バナー画像 お気に入り登録 応援する

文字の大きさ

第4話 人魚の姫さま日本に! (1)

〈ガチャガチャ……〉

〈ガチャガチャ……〉

う~ん、僕は、|家《うち》の家の扉を鍵を開けて──ノブを握り扉を開ける。

「ちょっと、待ってくださいね、お二人とも。足元暗いですから、気お付けてくださいね……。僕が只今明かりを点けますから……」

と、言葉を述べると、姫様が「ん? 明かりですか、新太?」と、不思議そうな声で尋ねてきた。

でも僕は、余り気にもせずに、いつもの調子で「はい、スイッチをいれますね!」と、答えて、先ずは玄関のスイッチをいれた『プチ!』とね。

「あっ? 明るくなりましたね、姫様?」

「えええ、そうですね……」

今度は明るくなったので、美しい人魚の姫様達二人のビックリしている顔が目に入ったよ。

だから僕は、『何故? 』とは、思ったのだけど。まあ、余り気にもせずに、玄関で靴を脱いで──部屋の奥へと進むのだけど。
後ろを振り返って、二人の人魚のお姫様に。
「どうぞお二人とも、家に上がってくださいね……」
と、優しく声を掛けたよ。それも笑顔でね。
するとさ、二人とも、少しばかり緊張をしたような顔をしながら。
「はい、分かりました……」
「では、お邪魔しますね……」
と、言葉を返してきた。
そんな二人の様子を見て僕は、二人とも一人暮らしの男性の家に入るのは始めて何だと直ぐに思ったよ。
だから僕は、そんな男慣れをしていない、初心な二人の人魚のお姫様を見て嬉しくなった。

まあ、実際は先程僕も、女性の部屋に入るのは初めての経験だったから、かなり緊張をしたけれど。雑な姫様の部屋だから、何とか顔には出ずに済んだといった感じだったけれど。

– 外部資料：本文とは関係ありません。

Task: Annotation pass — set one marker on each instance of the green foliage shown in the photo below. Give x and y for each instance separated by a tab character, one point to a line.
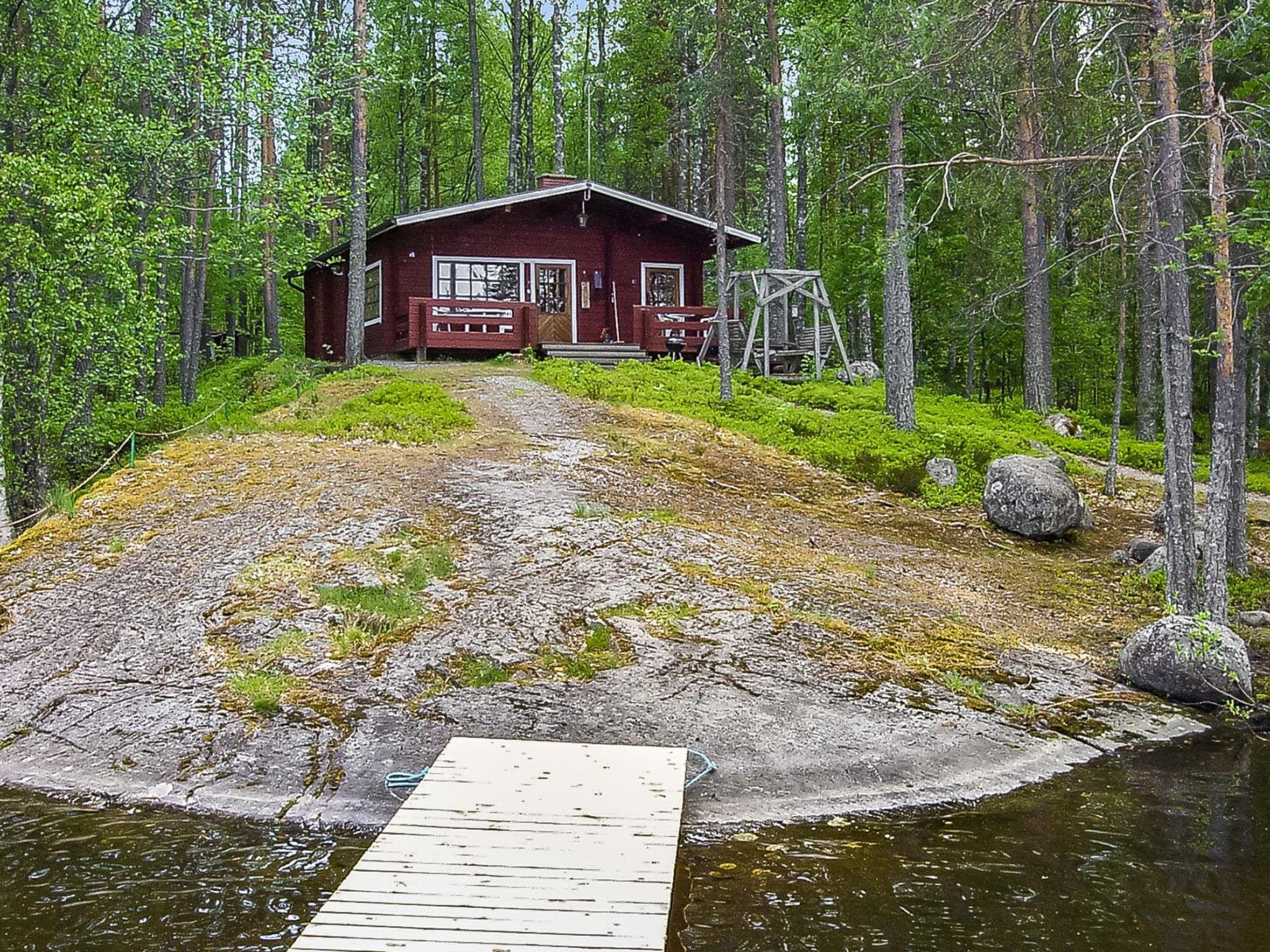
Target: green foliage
402	412
373	606
263	691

今は少しばかり状況が違うんだよ。ラフィーネさんがいるからね……それにさ、何故だか不思議に思う事があるの?

僕達が異世界の門を抜けてから、ずぅっと、ラフィーネさんが僕の背の服を掴んでいるの。それこそ、僕が彼女から逃げないようにというか? 離れないように? と、いった感じで掴んでいる気がする?

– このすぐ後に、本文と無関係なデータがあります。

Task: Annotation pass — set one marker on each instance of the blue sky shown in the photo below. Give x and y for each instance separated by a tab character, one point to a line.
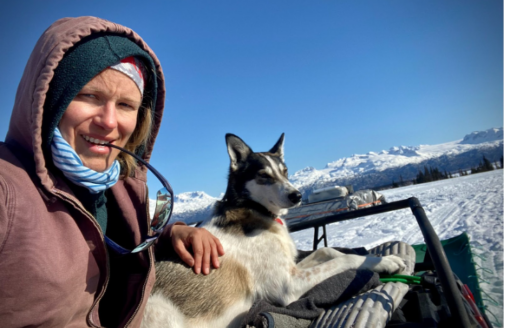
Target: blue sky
338	77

だから僕は、ついついと、背中が気になり、何度か後ろを確認をすると。ラフィーネさん、僕に笑みをくれるんだよね。それもさ、妖艶に『うふ♪』と、いった感じで。僕に対しての呼び方も、姫様みたいに『新太ー! 新太ー!』ではなくて、『あ・な・た』と、新妻みたいに優しく呼んでくれるから。

『何故?』と、思うけれど。まあ、良いか?
と、いった感じで気にしないようにもしているし。僕自身も初めての経験だし、悪い気もしないどころか。お気に入りのラフィーネさんだから嬉しい。と、そんな事を一人でお花畑のように考えていると。

「……ほう、ここが新太! 貴方の屋敷ですか?」

姫様が部屋の中を見渡しながら尋ねてきたので。